When it comes to driving in the snow, it can help to adjust the air pressure in your tires, at least theoretically. Annoyingly, depending on who you ask, there’s a good chance you’ll get conflicting answers to whether it’s better to add more air or let a little air out. Those who argue the former say increasing the tire pressure reduces the size of the contact patch, which should increase the pressure and therefore the grip. Proponents of the latter say that letting air out of the tire increases the size of the contact patch, putting more of the tire in contact with the ground and offering more grip.

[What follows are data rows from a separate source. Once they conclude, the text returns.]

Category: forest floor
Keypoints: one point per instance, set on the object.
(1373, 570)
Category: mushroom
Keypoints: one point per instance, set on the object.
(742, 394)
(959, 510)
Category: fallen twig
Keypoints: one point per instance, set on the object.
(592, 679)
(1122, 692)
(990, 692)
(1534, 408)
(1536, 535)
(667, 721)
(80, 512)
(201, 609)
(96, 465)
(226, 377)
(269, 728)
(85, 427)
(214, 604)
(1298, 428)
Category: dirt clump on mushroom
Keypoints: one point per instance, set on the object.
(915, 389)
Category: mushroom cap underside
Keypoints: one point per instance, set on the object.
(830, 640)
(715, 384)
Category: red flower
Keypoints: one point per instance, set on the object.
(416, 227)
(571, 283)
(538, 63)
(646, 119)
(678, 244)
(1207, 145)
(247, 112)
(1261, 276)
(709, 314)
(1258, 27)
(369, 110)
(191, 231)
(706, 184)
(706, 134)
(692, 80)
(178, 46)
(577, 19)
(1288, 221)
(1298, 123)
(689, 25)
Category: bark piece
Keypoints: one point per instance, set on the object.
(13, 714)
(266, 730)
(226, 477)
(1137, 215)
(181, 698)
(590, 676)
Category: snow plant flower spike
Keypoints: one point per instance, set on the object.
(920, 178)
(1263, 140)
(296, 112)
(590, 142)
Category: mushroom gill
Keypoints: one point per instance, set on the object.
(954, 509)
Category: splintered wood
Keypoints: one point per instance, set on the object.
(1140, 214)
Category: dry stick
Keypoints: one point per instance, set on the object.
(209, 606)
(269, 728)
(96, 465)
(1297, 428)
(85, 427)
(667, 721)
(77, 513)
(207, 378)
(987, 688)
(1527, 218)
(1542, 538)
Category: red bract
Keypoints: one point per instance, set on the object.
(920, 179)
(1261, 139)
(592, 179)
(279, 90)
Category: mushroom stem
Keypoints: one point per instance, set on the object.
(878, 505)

Surely, two opposite approaches can’t be equally effective, right? So which one actually benefits snow performance the best? Conveniently, our friends over at Tyre Reviews decided to answer that exact question. They took a Pirelli winter tire and ran it through a series of tests, evaluating its snow traction, snow braking, snow handling, ice traction and ice braking starting at 50 psi and working their way down 10 psi at a time until they got to 10 psi.

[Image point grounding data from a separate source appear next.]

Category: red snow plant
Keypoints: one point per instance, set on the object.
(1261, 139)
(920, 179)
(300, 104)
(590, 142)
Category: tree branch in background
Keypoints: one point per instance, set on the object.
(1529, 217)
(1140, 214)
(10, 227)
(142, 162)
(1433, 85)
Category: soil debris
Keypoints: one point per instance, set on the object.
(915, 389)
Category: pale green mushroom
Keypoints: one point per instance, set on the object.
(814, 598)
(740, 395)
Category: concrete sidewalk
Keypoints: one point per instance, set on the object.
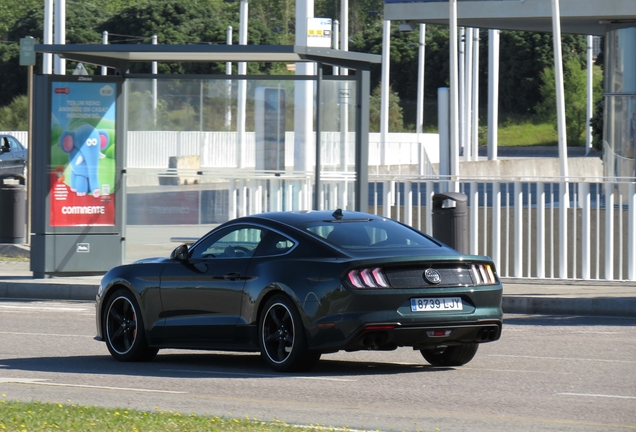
(524, 296)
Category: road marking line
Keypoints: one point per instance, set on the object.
(598, 395)
(43, 308)
(561, 358)
(514, 371)
(257, 375)
(46, 334)
(41, 382)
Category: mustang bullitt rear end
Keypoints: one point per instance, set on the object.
(296, 285)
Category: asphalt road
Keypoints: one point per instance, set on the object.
(546, 374)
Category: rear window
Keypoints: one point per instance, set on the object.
(368, 234)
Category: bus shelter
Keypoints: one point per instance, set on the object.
(231, 144)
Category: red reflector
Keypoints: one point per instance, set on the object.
(371, 328)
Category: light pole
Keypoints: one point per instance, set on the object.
(454, 117)
(48, 36)
(60, 34)
(242, 89)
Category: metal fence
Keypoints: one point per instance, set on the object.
(531, 227)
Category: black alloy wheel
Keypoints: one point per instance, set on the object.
(124, 329)
(456, 355)
(282, 337)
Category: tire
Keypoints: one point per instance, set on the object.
(124, 330)
(282, 337)
(456, 355)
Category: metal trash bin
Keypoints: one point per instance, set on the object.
(450, 220)
(12, 209)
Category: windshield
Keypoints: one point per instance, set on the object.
(368, 234)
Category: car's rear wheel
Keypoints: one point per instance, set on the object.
(124, 329)
(455, 355)
(282, 337)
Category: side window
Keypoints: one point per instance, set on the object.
(274, 244)
(238, 242)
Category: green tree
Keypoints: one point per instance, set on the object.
(597, 123)
(524, 57)
(396, 123)
(15, 115)
(575, 93)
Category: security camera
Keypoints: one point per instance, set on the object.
(405, 26)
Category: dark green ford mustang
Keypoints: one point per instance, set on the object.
(294, 285)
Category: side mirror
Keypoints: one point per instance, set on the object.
(180, 253)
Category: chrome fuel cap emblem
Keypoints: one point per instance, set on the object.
(432, 276)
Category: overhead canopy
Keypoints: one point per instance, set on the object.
(119, 56)
(577, 16)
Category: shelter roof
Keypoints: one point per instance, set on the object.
(118, 56)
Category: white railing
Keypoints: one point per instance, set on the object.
(531, 227)
(524, 226)
(153, 149)
(520, 222)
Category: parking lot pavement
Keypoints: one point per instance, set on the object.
(522, 296)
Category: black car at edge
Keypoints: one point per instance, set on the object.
(295, 285)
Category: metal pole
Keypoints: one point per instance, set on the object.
(303, 111)
(384, 98)
(60, 34)
(563, 163)
(468, 95)
(318, 203)
(344, 30)
(419, 127)
(493, 93)
(443, 122)
(47, 58)
(154, 86)
(105, 42)
(590, 94)
(30, 153)
(475, 120)
(228, 85)
(454, 130)
(242, 89)
(462, 89)
(558, 76)
(335, 43)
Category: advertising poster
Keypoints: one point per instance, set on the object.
(83, 144)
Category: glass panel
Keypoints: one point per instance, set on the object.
(621, 64)
(189, 162)
(369, 234)
(620, 136)
(238, 243)
(337, 137)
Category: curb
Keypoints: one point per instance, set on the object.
(517, 304)
(587, 306)
(48, 291)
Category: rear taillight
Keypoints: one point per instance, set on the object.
(483, 274)
(368, 278)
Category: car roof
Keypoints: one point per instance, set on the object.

When testing acceleration in the snow, lower tire pressure was clearly better. Accelerating from five to 35 km/h in the 50 psi tire took 5.65 seconds, while the tire with 10 psi did it in 4.69 seconds, and each step down improved acceleration. Braking tests showed a similar trend, and handling was the same story, although 10 psi was definitely too low for optimal road handling. On ice, lower was also better until you got to 10 psi, where acceleration suddenly got way worse.
Braking on ice, on the other hand, was a little weird. Despite a general trend of lower tire pressure leading to lower braking distances, the 30 psi tires performed the worst. Why that’s the case and why acceleration got worse at 10 psi but braking got better, it still isn’t clear. But that’s also what happens when you run experiments. So in the end, lower tire pressure wins out over going higher, but you can also definitely go too low. Don’t drop it all the way down to 10 psi.
Now you know — if you need a little extra grip in the snow, just let some air out of your tires.